Вечный тебе покой, вечная тебе память!
Слава проснулся с отчетливым ощущением, что встретится сегодня с Андреевым. Искал его все утро. Но так и не встретил. Понял, что никогда уже больше, никогда, никогда не встретит Сережу Андреева.
65
Путь недолог, пробежал за четверть часа, но иной путь длится четверть часа, а проходишь расстояние в тысячи километров, в миллионы часов, — из Духовной семинарии в Коммунистическое далеко.
Постоял на углу у газеты. «Правду» не купить, только на стене посмотреть. Серая, шершавая бумага, серые, тусклые буквы…
Вот и о нас:
"Сегодня, в 7 ч. вечера в помещении Коммунистического университета им. Свердлова (М.Дмитровка, 6) открывается 3-й Всероссийский съезд Российского Коммунистического Союза Молодежи.
Вход по делегатским и гостевым билетам.
ЦК РКСМ".
Это здорово, что я делегат!
И еще, специально о нас, об орловцах, заметка о продовольственной кампании в Орловской губернии: заготовлены и вывезены сотни подвод картофеля.

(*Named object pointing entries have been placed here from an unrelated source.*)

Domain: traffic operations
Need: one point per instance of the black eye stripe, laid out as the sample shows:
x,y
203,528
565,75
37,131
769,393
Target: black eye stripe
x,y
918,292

Наш подарок съезду. Это позже будет так называться: «Наш подарок съезду». Пока это никак не называется, просто люди работают, не в подарок, а просто выполняют свой долг.

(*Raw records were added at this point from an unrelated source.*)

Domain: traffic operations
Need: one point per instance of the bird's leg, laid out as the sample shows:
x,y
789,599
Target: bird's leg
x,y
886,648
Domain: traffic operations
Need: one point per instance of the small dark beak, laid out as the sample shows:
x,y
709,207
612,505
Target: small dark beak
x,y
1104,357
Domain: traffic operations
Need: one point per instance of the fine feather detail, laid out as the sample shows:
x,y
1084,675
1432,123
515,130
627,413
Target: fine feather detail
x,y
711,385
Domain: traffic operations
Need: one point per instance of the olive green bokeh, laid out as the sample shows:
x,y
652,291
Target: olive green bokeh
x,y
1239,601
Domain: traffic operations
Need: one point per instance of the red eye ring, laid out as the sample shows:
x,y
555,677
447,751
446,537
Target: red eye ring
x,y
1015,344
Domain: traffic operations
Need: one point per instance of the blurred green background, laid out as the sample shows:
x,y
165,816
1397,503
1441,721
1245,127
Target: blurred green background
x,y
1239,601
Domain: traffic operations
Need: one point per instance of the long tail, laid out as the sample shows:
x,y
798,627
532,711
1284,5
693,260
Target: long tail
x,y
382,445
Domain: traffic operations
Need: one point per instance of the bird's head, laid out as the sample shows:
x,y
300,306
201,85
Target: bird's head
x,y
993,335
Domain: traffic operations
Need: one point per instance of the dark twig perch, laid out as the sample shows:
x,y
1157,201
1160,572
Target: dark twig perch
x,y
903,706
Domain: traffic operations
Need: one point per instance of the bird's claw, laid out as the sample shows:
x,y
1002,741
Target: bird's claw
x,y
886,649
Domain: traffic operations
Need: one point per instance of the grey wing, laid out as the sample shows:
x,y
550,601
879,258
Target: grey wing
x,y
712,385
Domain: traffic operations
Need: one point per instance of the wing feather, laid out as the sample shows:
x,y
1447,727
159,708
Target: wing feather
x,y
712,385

Слава вышел из общежития часа за три. Часов он не имел. Жил не по часам. Никто из его товарищей не имел часов. Но он угадывал, почему надо выйти за три часа…
У каждого человека двадцатого столетия происходит своя встреча с Лениным.

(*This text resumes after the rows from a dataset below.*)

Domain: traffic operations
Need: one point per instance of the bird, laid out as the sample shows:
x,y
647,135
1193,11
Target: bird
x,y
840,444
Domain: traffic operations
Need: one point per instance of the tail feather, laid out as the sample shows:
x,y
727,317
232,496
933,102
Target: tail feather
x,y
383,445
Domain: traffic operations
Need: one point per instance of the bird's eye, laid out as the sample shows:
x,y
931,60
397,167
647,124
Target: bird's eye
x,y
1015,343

У Славы Ознобишина она произошла на шестнадцатом году его жизни, 2 октября 1920 года, на Малой Дмитровке, в доме номер шесть, в зале бывшего Купеческого собрания.
Сумеречно в Москве, хотя еще день. Дождь, дождь. Беспросветная холодная моросьба.
Вот москвич, москвич, а запамятовал, в Оружейном переулке бывать не приходилось, два закоулка от него до Малой Дмитровки, а попробуй разберись, запутаешься.
— Скажите, пожалуйста, как пройти на Малую Дмитровку?
— А вам что там?
— Коммунистический университет имени Свердлова.
— Не слыхал.
— Бывшее Купеческое собрание.
— Так бы и сказали.
Вот и Дмитровка.
— До Купеческого собрания далеко?
— Понятия не имею.
— Университет имени Свердлова?
— Так бы и сказал!
У дверей сумятица, не попасть, измятые серые кепки, солдатские папахи, буденновские шлемы, красные косынки, матросские бескозырки, старые картузы… Водоворот. Как бы втиснуться… Пропуск, пропуск! Вот мандат. Проходи, мандат! Не пролезть делегатам, тут со всей Москвы поднаперло…
И в зал. А то не проберешься. Не увидишь. Не услышишь.
Торопись!
Слава ждал, когда появится Ленин. А Ленин не появлялся.
На сцене разговаривали. Тянули время, ждали. Румяный мордастый парень с черной бородой то и дело выходит и входит. Выходит и входит. Он один с бородой. С черной бородой. Зачем ему борода? Входит и говорит что-то другому, чем-то похожему на Пушкина. Тот, другой, встает, смотрит в зал, хлопает ладонью по столу, кричит:
— Тишина!
На мгновение зал замолкает, и опять начинают петь.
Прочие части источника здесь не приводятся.